Being with my Dutch kids, I recognise my otherness. It makes me feel I don’t fit anywhere. I want to embrace the piracy, they gave me. The allure of the pirates, their adventures, their untold stories – and by doing so, the richness of our culture, of our habits and rituals. I want my kids to be proud of their great grandmother, the pirate, who was twelve when her marriage was arranged, was forced to run a household, saved money to bribe border patrol, and who smuggled her jewelry out of Yemen to Israel. My grandmother, who boarded the plane (which she described as “that big bird”) and was miraculously taken into the clouds and onwards to her promised land.

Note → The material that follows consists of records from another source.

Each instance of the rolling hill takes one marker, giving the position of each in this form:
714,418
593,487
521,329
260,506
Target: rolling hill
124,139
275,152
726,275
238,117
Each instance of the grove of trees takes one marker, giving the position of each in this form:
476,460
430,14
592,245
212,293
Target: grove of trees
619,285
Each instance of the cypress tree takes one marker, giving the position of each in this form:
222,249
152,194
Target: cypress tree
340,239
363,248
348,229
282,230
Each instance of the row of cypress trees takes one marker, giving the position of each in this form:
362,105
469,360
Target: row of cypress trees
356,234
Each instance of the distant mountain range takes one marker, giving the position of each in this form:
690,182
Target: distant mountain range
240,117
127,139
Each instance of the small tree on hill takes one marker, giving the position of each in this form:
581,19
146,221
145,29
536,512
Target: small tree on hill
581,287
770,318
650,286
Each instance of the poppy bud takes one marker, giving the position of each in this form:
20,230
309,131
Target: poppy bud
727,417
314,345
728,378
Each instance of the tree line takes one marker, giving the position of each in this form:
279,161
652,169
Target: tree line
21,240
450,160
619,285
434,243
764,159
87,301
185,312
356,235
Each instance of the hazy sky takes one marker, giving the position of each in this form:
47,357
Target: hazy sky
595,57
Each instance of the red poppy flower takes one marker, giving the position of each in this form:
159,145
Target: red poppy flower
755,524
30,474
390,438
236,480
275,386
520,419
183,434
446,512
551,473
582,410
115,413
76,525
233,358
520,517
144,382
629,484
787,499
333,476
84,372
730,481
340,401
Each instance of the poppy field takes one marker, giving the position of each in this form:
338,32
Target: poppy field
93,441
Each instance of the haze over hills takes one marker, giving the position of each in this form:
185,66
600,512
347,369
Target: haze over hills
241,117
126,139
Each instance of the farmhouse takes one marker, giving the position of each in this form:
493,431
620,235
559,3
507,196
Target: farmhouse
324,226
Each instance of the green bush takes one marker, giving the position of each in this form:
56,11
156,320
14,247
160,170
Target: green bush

All these efforts just for me to leave it again and put myself in a migrant position, again. Missing the earth that gave me these roots but not able to live there. In starting a family somewhere else, I have tied my DNA to another place that believes in the normality of eating with knife and fork, speaking quietly and preferably not too much.
The next time at the dinner table, when the Dutch father of my daughters demands that they eat “normally” with a fork and not with their hands – they will remind him that their great grandmother always ate with her hands. Naomi will spoon a potato out of the soup with a piece of pita and with a grin on her face she will lick her fingers. Ella will be squatted on her chair and resist the ongoing correction of her table manners, as a kind reminder of all the years that her great grandmother was eating on the floor. We immigrants have the obligation to keep alive the scents and traditions that are marked as ‘different’ – and should not separate ourselves from who we really are.